Software Tuning, Performance Optimization & Platform Monitoring
Discussion around monitoring and software tuning methodologies, Performance Monitoring Unit (PMU) of Intel microprocessors, and platform monitoring
1628 Discussions

Does disabling H/W prefetching affect prefetch/prefetchw instructions?


According to

We can disable H/W prefetching through MSR. I'm wondering will it affect prefetch/prefetchw instructions (e.g., prefetch/prefetchw will no longer work)?




0 Kudos
2 Replies
Black Belt

Disabling hardware prefetch via the MSR controls does not disable software prefetch instructions.

Software prefetch instructions are very seldom automatically generated by compilers except when generating code for first generation Xeon Phi (Knights Corner) systems, where they are typically essential for good performance.

Software prefetch instructions have some advantages over loads -- they can be retired immediately, rather than waiting for the data to arrive, so they don't cause the out-of-order execution mechanisms to "back up".  On the other hand, software prefetches use the same Line Fill Buffers as ordinary loads, so they do not provide additional maximum concurrency.  (Carefully placed software prefetches can increase *effective* concurrency in cases where the hardware prefetchers are either ineffective or disabled, but most Intel processors are limited to a maximum of 10 L1 Data Cache misses using any combination of loads and/or software prefetches.)

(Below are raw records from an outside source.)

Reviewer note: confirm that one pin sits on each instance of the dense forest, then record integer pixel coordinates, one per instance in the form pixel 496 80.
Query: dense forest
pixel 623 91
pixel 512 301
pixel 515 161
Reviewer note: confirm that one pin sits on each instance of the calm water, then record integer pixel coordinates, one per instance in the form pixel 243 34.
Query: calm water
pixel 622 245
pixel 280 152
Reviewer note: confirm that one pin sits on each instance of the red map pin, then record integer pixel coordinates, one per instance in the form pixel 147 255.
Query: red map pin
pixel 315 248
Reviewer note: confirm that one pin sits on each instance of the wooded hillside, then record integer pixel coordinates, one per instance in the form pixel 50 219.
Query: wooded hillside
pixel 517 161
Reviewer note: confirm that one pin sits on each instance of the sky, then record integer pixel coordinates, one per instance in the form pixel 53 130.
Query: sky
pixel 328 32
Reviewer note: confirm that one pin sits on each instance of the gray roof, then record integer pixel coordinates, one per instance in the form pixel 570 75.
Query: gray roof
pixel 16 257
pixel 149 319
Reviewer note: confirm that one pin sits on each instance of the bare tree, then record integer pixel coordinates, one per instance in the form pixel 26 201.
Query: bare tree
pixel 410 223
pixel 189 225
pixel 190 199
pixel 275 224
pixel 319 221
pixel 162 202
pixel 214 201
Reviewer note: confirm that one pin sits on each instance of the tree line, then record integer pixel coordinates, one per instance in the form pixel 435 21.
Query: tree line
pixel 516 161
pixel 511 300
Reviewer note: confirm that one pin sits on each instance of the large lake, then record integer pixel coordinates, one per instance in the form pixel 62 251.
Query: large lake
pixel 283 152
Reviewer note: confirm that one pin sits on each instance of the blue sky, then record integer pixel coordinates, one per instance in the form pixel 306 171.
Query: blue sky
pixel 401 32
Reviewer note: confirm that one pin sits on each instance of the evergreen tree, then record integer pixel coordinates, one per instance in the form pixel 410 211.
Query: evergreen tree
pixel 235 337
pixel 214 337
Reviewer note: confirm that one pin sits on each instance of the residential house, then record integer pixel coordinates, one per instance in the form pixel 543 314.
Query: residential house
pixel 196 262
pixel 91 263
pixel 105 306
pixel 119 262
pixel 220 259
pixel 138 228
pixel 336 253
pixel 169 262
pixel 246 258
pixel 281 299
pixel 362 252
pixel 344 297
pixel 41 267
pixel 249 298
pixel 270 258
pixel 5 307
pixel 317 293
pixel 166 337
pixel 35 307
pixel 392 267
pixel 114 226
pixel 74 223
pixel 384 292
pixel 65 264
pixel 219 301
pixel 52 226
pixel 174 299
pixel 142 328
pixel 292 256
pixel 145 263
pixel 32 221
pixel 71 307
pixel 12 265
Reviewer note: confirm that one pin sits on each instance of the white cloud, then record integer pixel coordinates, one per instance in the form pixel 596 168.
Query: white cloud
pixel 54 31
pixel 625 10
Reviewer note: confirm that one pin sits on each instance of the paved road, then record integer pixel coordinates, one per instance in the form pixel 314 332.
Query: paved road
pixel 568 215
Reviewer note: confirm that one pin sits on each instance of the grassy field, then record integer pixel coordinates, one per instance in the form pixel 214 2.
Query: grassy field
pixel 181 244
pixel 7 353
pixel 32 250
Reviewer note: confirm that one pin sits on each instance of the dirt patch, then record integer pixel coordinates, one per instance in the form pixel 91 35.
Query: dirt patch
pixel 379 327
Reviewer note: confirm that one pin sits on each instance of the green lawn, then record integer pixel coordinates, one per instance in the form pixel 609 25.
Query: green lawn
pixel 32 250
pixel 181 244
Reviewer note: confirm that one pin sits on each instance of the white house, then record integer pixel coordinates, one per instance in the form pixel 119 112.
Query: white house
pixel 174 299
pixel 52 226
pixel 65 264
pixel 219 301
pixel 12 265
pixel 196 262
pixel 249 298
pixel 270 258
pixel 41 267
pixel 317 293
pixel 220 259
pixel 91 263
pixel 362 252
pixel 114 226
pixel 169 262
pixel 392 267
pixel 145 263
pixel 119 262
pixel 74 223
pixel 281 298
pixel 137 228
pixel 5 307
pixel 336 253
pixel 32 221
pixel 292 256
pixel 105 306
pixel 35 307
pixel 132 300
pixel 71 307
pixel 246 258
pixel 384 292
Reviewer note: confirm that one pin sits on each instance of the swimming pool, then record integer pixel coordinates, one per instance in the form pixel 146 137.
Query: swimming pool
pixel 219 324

If you want to eliminate compiler-generated software prefetches, the "-qopt-prefetch=0" option (or the identical "-qno-opt-prefetch" option) should be enough.  If the code contains explicit prefetch pragmas, then it would be a good idea to check the generated assembly code to see which option takes precedence.  Explicit software prefetch intrinsics (or inline assembly) should be unaffected by the "-qopt-prefetch=0" option.

Black Belt

Although Intel had to change their CPUs a decade ago so that prefetchw would no longer count as illegal instruction (for "compatibility"), I haven't seen documentation as to whether it has any effect on other than AMD CPUs.